To Reproduce Just try using more complex subjects.

Expected behavior Should return only in this format ["search term 1", "search term 2", "search term 3"]

Desktop (please complete the following information):

Additional context Changing the prompt is enough to fix it.

SomethingGeneric commented 7 months ago

Am I missing something or is the desired format and actual format identical?

giubaru commented 7 months ago

No, bacause is returning literally the json with the single quotes

SomethingGeneric commented 7 months ago

Ah so the ` marks are in the response. Got it. Probably an easy thing to check for.

radry commented 7 months ago

gpt.py already has a failsafe that takes care of incorrectly formatted replies from chatgpt.

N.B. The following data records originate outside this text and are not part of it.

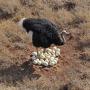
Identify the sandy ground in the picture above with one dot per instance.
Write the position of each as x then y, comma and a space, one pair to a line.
73, 69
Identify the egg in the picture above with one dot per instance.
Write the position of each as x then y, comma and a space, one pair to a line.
47, 60
58, 49
35, 62
52, 58
45, 63
57, 53
56, 59
39, 62
33, 57
52, 63
48, 50
42, 56
54, 48
34, 53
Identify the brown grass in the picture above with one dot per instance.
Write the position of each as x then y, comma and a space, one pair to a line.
73, 69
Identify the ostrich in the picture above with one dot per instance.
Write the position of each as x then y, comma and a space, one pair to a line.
43, 32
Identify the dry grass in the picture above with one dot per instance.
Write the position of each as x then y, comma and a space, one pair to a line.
16, 74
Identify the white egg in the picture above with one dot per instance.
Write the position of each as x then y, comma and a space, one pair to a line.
45, 63
57, 53
33, 57
48, 50
52, 63
52, 58
48, 57
55, 48
39, 62
47, 60
49, 54
53, 51
58, 49
56, 59
35, 62
42, 56
37, 59
34, 53
45, 54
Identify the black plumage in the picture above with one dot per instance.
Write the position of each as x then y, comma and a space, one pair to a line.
45, 32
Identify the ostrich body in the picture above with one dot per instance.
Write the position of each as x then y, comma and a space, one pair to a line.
43, 32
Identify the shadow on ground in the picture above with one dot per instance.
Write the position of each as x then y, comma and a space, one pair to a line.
15, 73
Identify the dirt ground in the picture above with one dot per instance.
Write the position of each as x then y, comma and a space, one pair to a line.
73, 69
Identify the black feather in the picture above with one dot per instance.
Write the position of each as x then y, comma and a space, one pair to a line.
45, 32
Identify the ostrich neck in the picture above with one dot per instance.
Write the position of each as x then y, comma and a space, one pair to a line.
63, 38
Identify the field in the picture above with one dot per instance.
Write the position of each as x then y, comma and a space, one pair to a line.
16, 69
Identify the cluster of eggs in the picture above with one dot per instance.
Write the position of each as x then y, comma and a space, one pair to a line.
47, 58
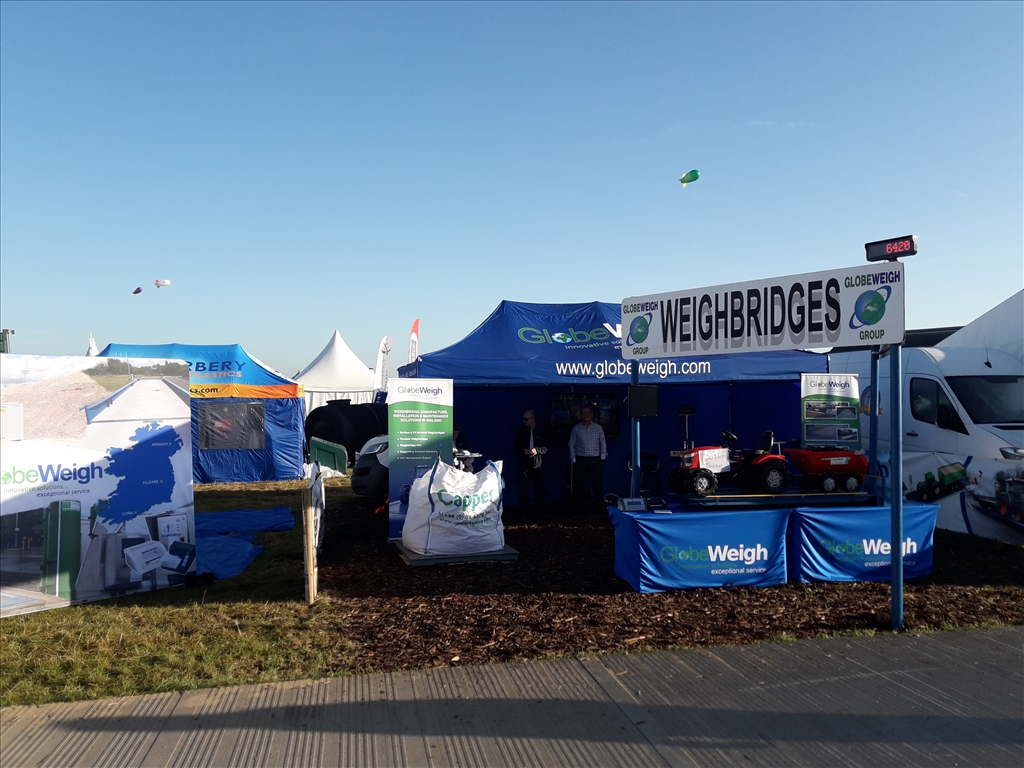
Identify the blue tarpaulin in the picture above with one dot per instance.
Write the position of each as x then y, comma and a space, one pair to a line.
226, 556
239, 520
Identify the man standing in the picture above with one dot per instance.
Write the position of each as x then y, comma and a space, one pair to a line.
587, 454
529, 449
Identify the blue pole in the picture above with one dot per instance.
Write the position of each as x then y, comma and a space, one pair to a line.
896, 480
635, 429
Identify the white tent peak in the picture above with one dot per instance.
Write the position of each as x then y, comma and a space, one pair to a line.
336, 374
999, 328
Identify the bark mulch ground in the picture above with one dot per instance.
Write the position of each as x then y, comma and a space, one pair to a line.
561, 597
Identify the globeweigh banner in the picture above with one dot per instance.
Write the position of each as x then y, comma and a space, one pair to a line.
843, 307
854, 544
419, 431
96, 479
660, 552
829, 410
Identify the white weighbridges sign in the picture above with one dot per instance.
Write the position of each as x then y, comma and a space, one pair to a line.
857, 306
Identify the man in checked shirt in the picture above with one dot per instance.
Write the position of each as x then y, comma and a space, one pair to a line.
588, 451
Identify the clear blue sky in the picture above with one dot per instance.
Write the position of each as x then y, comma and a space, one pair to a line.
296, 168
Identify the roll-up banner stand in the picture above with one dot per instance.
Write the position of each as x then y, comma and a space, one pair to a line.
829, 410
419, 431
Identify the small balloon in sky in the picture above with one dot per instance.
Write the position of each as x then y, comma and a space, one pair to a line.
688, 177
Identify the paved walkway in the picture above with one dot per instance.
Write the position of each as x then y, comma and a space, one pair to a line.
951, 698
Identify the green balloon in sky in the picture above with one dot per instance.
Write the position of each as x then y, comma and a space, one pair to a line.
691, 176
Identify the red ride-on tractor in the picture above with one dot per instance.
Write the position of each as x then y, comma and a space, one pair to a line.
760, 471
829, 469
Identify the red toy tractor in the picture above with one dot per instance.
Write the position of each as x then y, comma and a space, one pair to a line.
763, 470
829, 469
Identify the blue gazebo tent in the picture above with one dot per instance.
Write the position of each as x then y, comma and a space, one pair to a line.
247, 420
547, 356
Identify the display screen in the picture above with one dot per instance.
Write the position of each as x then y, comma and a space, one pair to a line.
890, 249
565, 412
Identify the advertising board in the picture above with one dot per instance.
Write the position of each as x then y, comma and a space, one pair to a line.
842, 307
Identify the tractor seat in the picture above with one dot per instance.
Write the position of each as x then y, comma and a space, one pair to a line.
648, 463
765, 442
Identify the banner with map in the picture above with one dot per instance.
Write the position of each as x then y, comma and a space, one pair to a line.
96, 497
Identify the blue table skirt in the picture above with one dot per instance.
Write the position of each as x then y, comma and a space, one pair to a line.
659, 552
852, 544
763, 547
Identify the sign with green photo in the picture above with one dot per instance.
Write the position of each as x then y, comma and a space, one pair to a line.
829, 410
419, 431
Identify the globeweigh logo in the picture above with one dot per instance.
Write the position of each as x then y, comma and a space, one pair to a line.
571, 336
691, 557
869, 307
49, 473
639, 329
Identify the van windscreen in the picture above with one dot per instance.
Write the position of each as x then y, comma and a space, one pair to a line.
990, 399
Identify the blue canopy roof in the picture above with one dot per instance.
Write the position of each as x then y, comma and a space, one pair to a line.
215, 370
522, 343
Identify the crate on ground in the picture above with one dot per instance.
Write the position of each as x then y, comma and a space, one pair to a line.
329, 454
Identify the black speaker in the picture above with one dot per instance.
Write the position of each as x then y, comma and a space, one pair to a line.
643, 400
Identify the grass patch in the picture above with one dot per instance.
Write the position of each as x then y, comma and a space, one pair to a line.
253, 628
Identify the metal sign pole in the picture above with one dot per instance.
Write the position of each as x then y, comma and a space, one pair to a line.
896, 480
635, 431
872, 410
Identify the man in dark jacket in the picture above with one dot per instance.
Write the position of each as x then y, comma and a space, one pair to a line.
530, 446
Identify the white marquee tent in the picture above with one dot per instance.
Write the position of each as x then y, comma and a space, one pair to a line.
999, 328
336, 374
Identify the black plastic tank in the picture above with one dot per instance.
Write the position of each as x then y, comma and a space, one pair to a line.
347, 425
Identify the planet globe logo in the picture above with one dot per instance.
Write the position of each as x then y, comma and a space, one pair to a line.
869, 307
639, 329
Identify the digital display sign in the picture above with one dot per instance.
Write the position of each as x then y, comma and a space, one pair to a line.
884, 250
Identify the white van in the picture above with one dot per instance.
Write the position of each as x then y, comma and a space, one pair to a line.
963, 432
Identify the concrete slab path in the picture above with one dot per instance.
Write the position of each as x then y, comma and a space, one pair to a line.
950, 698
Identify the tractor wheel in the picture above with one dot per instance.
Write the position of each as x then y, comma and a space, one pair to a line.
852, 483
679, 480
774, 477
705, 483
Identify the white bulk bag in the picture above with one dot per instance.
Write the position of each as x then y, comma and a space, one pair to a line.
452, 512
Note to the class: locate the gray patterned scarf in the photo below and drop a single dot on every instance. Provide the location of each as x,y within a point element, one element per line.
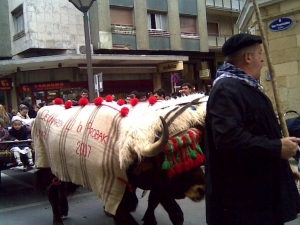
<point>231,71</point>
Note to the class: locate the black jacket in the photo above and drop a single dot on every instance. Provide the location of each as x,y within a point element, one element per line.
<point>246,181</point>
<point>21,134</point>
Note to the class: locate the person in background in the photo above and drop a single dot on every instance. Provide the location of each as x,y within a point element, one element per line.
<point>36,108</point>
<point>142,96</point>
<point>248,178</point>
<point>31,113</point>
<point>4,135</point>
<point>5,116</point>
<point>14,112</point>
<point>83,94</point>
<point>18,133</point>
<point>128,98</point>
<point>186,89</point>
<point>23,112</point>
<point>159,94</point>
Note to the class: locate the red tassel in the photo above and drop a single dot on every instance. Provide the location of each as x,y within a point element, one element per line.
<point>58,101</point>
<point>68,104</point>
<point>134,101</point>
<point>120,102</point>
<point>108,98</point>
<point>186,166</point>
<point>98,101</point>
<point>152,100</point>
<point>177,168</point>
<point>83,101</point>
<point>124,111</point>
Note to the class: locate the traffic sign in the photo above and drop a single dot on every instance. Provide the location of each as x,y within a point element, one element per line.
<point>175,78</point>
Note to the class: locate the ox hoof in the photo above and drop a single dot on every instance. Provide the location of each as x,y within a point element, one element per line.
<point>58,223</point>
<point>150,222</point>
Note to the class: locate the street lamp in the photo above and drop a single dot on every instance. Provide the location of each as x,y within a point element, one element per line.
<point>84,6</point>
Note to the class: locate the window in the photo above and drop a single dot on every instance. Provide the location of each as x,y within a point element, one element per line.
<point>212,29</point>
<point>121,16</point>
<point>157,21</point>
<point>18,19</point>
<point>188,26</point>
<point>121,21</point>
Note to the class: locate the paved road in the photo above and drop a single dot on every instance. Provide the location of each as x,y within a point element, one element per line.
<point>21,205</point>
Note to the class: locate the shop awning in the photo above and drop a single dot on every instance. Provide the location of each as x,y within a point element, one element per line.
<point>105,61</point>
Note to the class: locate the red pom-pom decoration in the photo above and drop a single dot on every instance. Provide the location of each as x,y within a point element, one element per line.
<point>108,98</point>
<point>152,100</point>
<point>83,101</point>
<point>58,101</point>
<point>98,101</point>
<point>171,173</point>
<point>68,104</point>
<point>120,102</point>
<point>134,101</point>
<point>124,111</point>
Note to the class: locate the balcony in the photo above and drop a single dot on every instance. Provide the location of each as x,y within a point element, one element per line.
<point>122,29</point>
<point>226,5</point>
<point>217,42</point>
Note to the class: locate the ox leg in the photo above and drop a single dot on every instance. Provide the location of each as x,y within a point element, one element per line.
<point>153,201</point>
<point>53,196</point>
<point>173,209</point>
<point>123,216</point>
<point>63,201</point>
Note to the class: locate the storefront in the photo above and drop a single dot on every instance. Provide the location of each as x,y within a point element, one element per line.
<point>5,93</point>
<point>46,92</point>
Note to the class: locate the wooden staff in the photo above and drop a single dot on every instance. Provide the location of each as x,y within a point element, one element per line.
<point>272,71</point>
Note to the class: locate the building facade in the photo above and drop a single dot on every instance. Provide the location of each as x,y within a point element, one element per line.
<point>280,22</point>
<point>135,45</point>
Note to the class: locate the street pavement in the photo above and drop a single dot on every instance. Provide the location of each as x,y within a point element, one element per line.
<point>20,204</point>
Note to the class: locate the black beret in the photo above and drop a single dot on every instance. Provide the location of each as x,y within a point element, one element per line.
<point>239,41</point>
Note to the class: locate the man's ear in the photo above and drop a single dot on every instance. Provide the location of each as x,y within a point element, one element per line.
<point>247,57</point>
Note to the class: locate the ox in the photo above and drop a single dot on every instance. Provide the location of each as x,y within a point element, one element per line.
<point>112,154</point>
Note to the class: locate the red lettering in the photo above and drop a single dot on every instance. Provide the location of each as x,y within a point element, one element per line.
<point>83,150</point>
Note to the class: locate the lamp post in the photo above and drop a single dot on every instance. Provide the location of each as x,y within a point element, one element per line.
<point>84,6</point>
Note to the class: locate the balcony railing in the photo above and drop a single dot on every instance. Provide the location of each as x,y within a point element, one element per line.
<point>122,29</point>
<point>217,41</point>
<point>158,33</point>
<point>190,35</point>
<point>227,5</point>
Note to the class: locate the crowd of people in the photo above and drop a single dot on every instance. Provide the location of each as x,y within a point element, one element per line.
<point>13,128</point>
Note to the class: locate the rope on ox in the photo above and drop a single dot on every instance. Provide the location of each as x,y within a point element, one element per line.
<point>183,153</point>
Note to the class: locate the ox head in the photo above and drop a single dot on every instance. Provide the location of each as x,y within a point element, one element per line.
<point>157,147</point>
<point>196,191</point>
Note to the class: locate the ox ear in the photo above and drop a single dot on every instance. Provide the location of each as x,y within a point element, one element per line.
<point>158,146</point>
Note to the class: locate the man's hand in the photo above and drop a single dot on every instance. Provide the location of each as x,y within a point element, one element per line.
<point>296,173</point>
<point>289,147</point>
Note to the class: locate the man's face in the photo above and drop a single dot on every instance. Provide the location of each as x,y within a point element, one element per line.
<point>84,95</point>
<point>256,62</point>
<point>185,90</point>
<point>158,97</point>
<point>17,125</point>
<point>23,112</point>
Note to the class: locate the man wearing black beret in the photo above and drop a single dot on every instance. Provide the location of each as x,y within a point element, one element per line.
<point>249,180</point>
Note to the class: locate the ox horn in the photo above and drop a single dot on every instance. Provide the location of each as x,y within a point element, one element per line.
<point>158,146</point>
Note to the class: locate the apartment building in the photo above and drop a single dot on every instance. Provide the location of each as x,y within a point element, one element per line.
<point>136,45</point>
<point>280,22</point>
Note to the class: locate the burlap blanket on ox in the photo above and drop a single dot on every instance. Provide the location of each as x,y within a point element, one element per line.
<point>93,145</point>
<point>79,144</point>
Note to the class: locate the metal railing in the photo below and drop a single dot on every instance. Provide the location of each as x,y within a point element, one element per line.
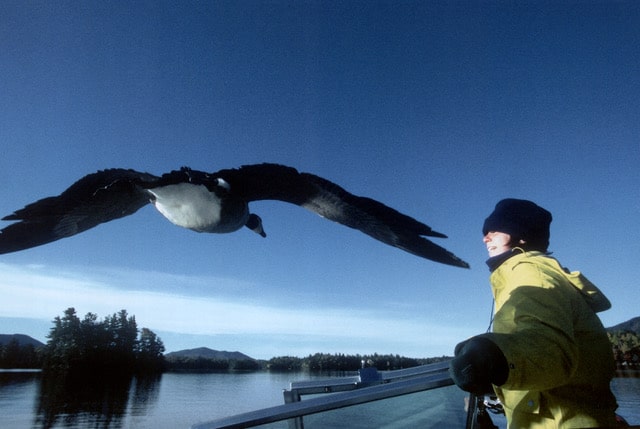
<point>369,386</point>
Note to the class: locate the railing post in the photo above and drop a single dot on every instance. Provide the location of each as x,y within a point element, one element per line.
<point>289,397</point>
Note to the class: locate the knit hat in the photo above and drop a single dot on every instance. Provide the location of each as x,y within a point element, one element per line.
<point>523,220</point>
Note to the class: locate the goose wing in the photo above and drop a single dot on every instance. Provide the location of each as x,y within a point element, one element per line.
<point>278,182</point>
<point>92,200</point>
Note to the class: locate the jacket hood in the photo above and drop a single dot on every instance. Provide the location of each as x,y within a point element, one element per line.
<point>590,292</point>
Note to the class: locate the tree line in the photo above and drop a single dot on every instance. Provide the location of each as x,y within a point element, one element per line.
<point>626,349</point>
<point>115,344</point>
<point>112,345</point>
<point>345,362</point>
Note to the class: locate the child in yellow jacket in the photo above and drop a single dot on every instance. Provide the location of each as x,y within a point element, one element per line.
<point>549,358</point>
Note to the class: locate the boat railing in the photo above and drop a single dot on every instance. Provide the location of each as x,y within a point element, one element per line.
<point>370,385</point>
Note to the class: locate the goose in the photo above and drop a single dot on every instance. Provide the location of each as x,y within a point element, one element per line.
<point>214,203</point>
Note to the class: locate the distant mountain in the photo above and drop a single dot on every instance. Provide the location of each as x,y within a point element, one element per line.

 print(colored("[*] GPT returned an unformatted response. Attempting to clean...", "yellow"))

        # Attempt to extract list-like string and convert to list
        match = re.search(r'\["(?:[^"\\]|\\.)*"(?:,\s*"[^"\\]*")*\]', response)
        if match:
            try:
                search_terms = json.loads(match.group())
            except json.JSONDecodeError:
                print(colored("[-] Could not parse response.", "red"))
                return []

Unless this "bug" prevents the script from running sucessfully it's not an issue.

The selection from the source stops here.